On 14 January 2025, Fincantieri completed the acquisition of Leonardo's Underwater Armaments & Systems (UAS) business line, corresponding to the former WASS, through the purchase of the entire share capital of the newly established company WASS Submarine Systems S.r.l., into which the UAS business line had been previously transferred.

== Operations ==
WASS is based in Livorno and Pozzuoli, and operates in the underwater defense industry, designing and manufacturing: heavy and light torpedoes, torpedo launch systems, anti-torpedo defense systems for ships and submarines, and sonars for both military and civilian applications.

It is responsible for developing the Black Shark wire-guided heavyweight torpedo, intended for the U212 NFS submarines being built by Fincantieri for the Italian Navy. Through its 50% participation in the EuroTorp GEIE (with Naval Group and Thales), it also designs and manufactures the MU90 lightweight torpedo.

WASS also carries out research and development programs on fuel cells and batteries.
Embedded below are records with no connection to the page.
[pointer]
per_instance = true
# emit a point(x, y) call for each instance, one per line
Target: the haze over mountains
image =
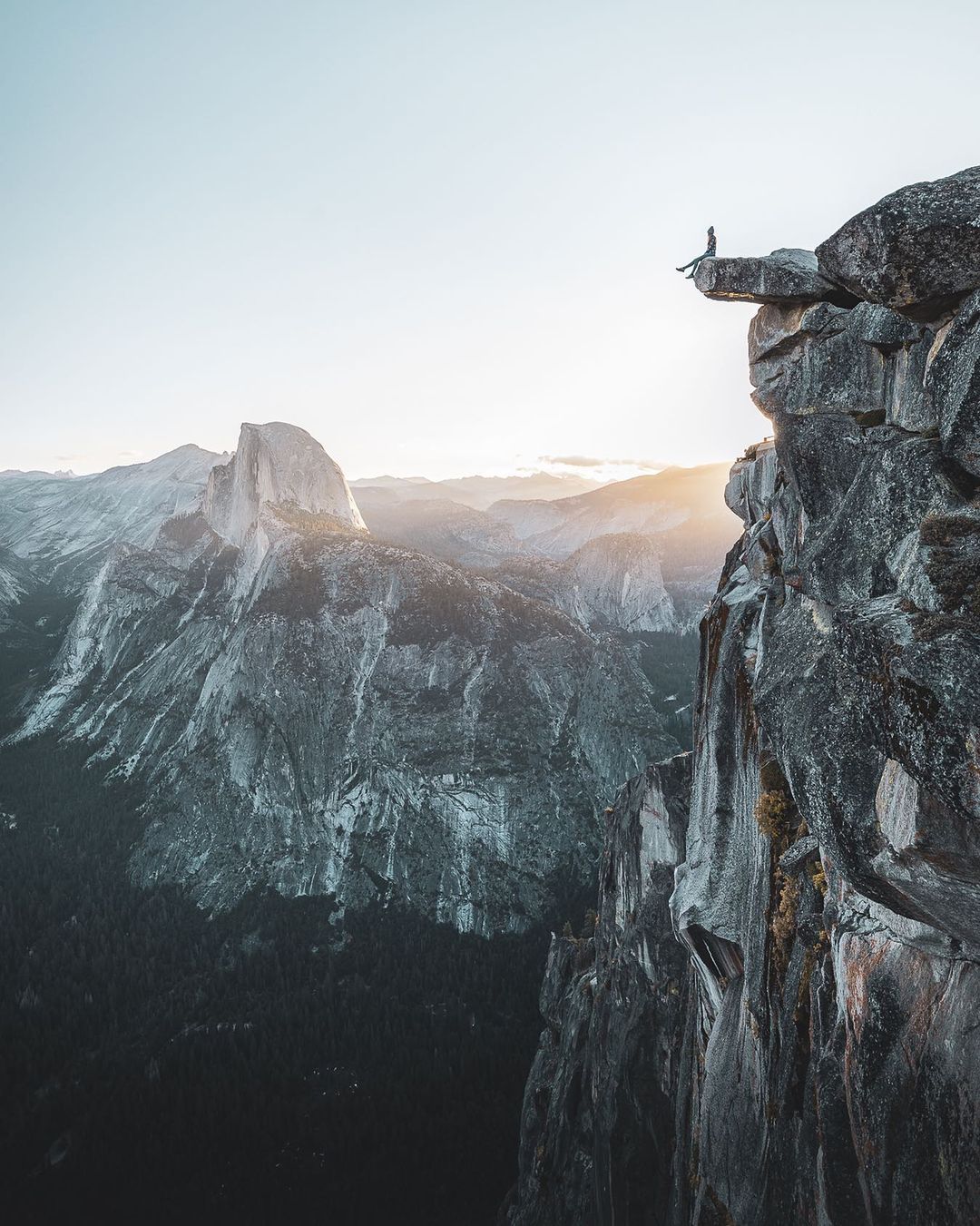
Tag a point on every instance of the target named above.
point(334, 704)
Among its main results are a primary Al-AgO (aluminium–silver oxide) battery and a secondary Li-Po (lithium-polymer) battery for the Black Shark Advanced torpedo.

It is also active in the study and development of underwater platforms, usable as remotely operated vehicles (ROVs) or autonomous underwater vehicles (AUVs), including the V-FIDES (Filoguided Vehicle for Identification and Submarine Detection). These systems are designed for both military (underwater surveillance, seabed mapping, intelligence operations, mine clearance) and civilian (environmental monitoring, marine biology, and underwater archaeology) applications.